242   Different Sean   2006 Mar 11, 11:03am  

Not to mention the 'society wives' or 'climbers' as someone else here called them, who want to marry a rich guy regardless oftheir feelings for him, so that they can sit around all day, play social tennis, breed, show off their wealth and plot and dream about status symbols all day long. Their children are sent to exclusive schools and are groomed to take automatic positions high in organisations or government through their connections, or just spend their inheritances holidaying all year long. Would you say they're working hard, or getting a 'free ride', bap? When they're watching the Paris fashion shows and planning to buy the latest Versace dress, doing it with YOUR money? because their rich husbands are merchant bankers, or own an insurance company, or whatever, raking in money from people like you... e.g. Paris Hilton, and dozens of other heirs... would you rather be the hamburger seller on $2 an hour, or the extremely hard-working Paris Hilton, bap?
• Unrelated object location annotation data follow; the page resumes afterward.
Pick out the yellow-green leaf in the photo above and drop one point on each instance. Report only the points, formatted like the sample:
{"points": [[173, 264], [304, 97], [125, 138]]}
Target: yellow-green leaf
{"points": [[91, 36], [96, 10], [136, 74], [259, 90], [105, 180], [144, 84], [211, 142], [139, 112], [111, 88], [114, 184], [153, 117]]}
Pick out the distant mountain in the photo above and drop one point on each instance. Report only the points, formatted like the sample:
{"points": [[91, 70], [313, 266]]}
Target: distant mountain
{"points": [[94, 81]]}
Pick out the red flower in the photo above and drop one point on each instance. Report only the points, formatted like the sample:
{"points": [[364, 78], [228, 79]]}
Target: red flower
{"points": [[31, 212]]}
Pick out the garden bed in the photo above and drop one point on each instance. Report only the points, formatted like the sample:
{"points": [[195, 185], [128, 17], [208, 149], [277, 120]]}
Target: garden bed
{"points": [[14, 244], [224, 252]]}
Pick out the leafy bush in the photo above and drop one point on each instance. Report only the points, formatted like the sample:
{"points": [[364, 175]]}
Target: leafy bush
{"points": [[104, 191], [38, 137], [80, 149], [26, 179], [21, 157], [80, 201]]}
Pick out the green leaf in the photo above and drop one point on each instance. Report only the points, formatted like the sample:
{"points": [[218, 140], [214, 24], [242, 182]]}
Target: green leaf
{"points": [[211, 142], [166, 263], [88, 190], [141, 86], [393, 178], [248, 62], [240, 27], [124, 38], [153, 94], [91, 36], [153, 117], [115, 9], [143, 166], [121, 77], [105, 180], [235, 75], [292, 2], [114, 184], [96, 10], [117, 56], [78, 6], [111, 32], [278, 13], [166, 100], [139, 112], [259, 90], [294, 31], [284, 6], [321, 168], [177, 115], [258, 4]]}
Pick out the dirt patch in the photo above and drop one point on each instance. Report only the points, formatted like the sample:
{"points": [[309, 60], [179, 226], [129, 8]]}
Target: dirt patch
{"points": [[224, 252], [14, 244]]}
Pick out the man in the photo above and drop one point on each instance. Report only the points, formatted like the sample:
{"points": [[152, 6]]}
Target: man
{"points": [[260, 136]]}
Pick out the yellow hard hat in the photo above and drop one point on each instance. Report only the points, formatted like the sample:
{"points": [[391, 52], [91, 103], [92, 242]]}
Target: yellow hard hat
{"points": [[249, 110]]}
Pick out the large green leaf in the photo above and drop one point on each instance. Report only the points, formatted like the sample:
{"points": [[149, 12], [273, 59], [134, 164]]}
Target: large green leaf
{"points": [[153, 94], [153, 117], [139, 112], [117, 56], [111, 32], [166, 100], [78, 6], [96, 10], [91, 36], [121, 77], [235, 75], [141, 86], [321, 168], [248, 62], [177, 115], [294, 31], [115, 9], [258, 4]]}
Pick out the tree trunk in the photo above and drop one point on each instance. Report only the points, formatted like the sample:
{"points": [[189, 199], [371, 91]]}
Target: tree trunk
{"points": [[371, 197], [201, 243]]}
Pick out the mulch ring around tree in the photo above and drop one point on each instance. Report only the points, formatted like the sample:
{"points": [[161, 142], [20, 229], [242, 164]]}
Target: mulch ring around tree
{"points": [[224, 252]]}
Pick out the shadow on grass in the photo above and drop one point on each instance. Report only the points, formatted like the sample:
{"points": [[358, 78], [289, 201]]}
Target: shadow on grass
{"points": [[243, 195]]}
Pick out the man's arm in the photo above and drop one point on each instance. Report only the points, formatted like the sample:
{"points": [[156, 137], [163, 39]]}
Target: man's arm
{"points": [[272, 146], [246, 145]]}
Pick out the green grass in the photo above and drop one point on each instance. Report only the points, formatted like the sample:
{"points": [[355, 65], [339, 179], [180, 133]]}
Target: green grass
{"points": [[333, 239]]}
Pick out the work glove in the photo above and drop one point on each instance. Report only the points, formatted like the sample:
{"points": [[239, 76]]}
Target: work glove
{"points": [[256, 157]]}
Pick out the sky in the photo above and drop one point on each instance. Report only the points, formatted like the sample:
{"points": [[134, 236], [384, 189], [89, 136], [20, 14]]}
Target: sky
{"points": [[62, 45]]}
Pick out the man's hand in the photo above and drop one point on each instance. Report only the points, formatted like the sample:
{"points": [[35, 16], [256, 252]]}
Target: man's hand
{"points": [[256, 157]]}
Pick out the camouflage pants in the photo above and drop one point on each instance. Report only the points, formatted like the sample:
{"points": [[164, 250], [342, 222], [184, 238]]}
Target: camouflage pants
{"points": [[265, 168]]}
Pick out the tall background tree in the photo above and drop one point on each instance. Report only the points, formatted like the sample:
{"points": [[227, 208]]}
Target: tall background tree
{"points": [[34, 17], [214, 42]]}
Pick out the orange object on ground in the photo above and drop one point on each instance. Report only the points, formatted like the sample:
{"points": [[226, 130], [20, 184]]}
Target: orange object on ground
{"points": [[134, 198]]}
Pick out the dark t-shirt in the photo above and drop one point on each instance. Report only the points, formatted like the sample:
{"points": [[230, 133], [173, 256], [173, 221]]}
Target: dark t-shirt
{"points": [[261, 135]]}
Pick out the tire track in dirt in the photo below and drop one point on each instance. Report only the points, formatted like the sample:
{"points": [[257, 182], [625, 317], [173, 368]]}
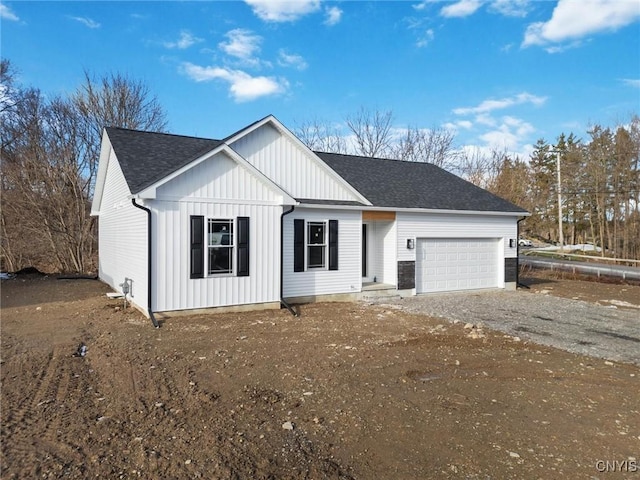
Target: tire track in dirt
{"points": [[36, 426]]}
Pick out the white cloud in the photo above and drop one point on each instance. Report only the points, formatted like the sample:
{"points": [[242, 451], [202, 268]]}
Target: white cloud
{"points": [[241, 43], [572, 20], [291, 60], [426, 38], [333, 16], [7, 14], [490, 105], [511, 8], [283, 10], [185, 41], [87, 22], [242, 86], [462, 8]]}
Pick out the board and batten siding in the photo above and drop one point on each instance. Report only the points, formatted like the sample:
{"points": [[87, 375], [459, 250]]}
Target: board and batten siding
{"points": [[221, 178], [175, 290], [315, 281], [122, 237], [290, 166], [217, 188]]}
243   Different Sean   2006 Mar 11, 2:44pm  

the new guy starts at $4. This keeps both workers happy. The new guy can see where he can get and the experienced worker has no moral issue from training someone earning a like wage.
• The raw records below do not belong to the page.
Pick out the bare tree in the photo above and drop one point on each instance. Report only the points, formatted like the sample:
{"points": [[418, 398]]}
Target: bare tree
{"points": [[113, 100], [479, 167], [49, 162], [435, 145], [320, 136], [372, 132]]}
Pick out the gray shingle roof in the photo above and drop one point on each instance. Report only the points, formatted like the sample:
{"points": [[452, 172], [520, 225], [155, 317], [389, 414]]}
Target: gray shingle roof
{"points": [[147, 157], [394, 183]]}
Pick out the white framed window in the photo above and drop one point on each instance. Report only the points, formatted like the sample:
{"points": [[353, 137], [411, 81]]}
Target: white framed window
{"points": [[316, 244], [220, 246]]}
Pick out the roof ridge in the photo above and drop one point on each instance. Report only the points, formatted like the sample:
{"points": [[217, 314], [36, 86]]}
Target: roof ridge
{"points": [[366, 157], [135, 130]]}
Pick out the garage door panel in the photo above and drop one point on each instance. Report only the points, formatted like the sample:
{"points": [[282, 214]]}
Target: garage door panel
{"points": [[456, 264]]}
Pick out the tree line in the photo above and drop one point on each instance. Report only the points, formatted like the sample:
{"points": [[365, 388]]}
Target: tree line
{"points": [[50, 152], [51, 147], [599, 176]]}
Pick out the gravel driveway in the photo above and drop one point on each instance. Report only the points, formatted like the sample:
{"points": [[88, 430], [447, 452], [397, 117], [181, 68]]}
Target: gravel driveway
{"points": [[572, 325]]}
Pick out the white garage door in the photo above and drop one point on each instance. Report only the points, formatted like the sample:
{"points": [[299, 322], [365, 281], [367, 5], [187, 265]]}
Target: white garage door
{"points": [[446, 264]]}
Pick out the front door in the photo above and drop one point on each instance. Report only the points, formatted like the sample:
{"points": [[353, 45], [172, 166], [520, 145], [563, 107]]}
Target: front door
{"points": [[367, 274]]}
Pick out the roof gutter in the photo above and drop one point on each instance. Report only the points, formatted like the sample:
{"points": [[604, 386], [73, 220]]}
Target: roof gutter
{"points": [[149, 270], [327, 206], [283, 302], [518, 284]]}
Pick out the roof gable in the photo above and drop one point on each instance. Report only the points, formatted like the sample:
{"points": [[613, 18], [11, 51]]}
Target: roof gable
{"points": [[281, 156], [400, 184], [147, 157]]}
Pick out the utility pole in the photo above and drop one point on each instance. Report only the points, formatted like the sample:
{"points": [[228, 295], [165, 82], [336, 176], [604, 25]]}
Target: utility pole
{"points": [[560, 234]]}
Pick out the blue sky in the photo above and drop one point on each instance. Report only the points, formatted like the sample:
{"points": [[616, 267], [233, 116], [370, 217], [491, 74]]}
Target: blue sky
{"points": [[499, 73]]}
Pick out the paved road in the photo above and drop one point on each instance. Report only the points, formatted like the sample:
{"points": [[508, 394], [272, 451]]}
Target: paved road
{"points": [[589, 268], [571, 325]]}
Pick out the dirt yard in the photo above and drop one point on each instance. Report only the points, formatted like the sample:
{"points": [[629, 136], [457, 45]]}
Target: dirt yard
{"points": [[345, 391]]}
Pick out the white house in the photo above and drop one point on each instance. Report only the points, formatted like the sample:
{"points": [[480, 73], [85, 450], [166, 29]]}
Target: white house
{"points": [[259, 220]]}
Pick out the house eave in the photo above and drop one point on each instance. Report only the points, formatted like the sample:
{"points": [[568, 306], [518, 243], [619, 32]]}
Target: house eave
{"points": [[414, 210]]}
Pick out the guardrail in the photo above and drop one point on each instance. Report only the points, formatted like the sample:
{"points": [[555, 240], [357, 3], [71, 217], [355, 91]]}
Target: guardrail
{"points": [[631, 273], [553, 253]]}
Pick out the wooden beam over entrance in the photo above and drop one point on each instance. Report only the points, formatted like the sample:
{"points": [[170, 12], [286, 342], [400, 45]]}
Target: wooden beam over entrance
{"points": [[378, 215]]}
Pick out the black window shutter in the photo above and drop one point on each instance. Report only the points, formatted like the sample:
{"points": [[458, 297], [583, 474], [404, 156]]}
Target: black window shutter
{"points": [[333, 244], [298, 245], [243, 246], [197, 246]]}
yeah, right, so the $4 guy can't even survive, unless he's living at home with mumsy and popsy. this is adolescent paper-round pay. and the private sector keeps pay rates confidential, remember?

sorry, i couldn't resist writing again, it's all so laughable. this is what happens when people are raised in countries where labour unions are weak, and brainwashed by the ruling elite to kick their own asses for themselves so they don't have to pay other people to put you down.

244   Different Sean   2006 Mar 12, 8:22pm  

ooh, no, i get it all right. i get how the whole thing works.... or doesn't work...

245   Different Sean   2006 Mar 15, 8:29pm  

How do you feel about forced birth control for anyone recieving government aide?

It employs a bunch of people that could not work a real job if needed.

hmm

yes, govt as a huge sheltered workshop, I've seen it all...

Note that JK Rowling of Harry Potter fame was on government aid for about a year, possibly while writing her book - she has a daughter - and now she is literally richer than the queen... so things can change over time, and the market doesn't necessarily reward people fairly...

besides which, those aid recipients vote, and have guns, apart from the human rights issue, and people might be angry...

"A woman is pregnant with her fifth child. She has tuberculosis, and her husband has syphilis. Their first child was born blind, the second child died at birth, the third child was born deaf and dumb, and the fourth child was born with tuberculosis. She is willing to have an abortion, if you think she should. Should she go ahead with the abortion or not? If you chose for her to have an abortion… Congratulations! You have just killed Beethoven."